En compagnie de Chumiro et Jara, les deux guides de Dos Santos, ils ont quitté le lit de l’Amazone pour rejoindre le Rio Negro au nord.
Dos Santos a choisi, pour retrouver le village Kuryanahua, de partir exactement deux ans après son précédent voyage. En effet, les petits cours d’eau navigables de la forêt amazonienne se modifient beaucoup selon les périodes de l’année. Ils sont donc partis comme il y a deux ans, à la fin de la saison des pluies.

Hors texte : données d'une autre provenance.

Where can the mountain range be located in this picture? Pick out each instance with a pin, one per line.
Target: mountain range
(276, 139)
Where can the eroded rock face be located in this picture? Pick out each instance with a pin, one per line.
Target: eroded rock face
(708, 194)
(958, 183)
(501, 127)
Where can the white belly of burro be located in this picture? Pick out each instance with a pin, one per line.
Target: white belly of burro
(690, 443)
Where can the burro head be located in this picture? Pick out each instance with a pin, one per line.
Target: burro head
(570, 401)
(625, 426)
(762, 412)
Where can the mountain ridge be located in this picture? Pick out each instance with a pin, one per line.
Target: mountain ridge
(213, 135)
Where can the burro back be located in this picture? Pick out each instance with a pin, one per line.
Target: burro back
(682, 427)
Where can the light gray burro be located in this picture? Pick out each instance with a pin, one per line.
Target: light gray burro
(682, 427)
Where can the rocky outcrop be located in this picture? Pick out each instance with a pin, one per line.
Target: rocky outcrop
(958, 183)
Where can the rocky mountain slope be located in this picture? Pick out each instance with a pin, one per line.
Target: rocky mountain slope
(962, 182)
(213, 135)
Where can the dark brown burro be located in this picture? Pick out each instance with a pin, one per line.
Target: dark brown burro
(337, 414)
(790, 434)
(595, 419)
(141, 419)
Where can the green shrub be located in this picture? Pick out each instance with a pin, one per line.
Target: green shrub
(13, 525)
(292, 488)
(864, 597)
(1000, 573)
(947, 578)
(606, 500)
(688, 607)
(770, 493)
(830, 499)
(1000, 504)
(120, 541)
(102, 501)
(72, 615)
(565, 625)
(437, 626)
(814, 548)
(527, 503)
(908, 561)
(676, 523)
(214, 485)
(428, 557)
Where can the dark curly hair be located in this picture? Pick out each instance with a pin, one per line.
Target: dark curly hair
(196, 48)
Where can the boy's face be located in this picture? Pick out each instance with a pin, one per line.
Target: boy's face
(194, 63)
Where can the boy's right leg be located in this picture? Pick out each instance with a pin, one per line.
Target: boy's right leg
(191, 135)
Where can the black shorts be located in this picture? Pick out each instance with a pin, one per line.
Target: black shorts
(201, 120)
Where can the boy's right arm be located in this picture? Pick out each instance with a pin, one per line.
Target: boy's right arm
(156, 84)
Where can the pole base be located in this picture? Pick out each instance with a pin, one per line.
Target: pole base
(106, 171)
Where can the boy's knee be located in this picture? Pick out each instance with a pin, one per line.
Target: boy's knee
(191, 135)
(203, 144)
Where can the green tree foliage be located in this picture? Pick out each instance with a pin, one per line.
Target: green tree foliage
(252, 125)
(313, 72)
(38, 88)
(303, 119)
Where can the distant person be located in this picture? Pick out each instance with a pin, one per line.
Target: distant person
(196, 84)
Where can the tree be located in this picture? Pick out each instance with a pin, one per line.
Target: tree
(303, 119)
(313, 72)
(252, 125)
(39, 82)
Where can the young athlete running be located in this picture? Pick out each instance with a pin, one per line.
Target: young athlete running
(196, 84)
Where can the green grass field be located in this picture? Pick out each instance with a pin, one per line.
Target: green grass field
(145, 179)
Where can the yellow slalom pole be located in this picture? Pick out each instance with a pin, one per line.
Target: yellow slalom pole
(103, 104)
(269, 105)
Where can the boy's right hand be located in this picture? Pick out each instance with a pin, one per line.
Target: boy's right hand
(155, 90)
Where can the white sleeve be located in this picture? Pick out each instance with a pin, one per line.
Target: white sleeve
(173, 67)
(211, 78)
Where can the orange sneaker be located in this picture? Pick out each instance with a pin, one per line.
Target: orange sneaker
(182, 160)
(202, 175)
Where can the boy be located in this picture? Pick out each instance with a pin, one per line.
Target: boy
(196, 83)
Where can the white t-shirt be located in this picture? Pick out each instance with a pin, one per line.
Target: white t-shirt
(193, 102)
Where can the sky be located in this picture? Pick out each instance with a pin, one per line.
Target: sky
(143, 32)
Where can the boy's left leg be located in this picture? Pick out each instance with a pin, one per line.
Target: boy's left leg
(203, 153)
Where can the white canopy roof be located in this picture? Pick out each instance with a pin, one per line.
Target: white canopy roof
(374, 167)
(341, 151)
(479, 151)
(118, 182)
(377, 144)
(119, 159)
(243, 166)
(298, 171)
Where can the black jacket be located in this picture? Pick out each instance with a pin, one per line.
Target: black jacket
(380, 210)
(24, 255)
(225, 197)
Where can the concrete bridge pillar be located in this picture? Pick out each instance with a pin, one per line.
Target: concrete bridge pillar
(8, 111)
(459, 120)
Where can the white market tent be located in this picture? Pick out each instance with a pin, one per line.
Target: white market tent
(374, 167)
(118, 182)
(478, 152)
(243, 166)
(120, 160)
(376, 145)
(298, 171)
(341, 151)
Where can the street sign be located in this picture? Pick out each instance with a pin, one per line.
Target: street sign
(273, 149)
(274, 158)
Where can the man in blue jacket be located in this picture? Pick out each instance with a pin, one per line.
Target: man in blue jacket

Dos Santos avait à l’époque soigneusement dessiné la carte de ces petits cours d’eau. Cependant, malgré ces précautions, il semblerait que le paysage ait changé.
Gassendi supporte bien le voyage, même s’il s’énerve parfois à cause des petites mouches noires qui piquent. Il a eu le temps d’apprendre le portugais et communique assez bien avec les deux guides.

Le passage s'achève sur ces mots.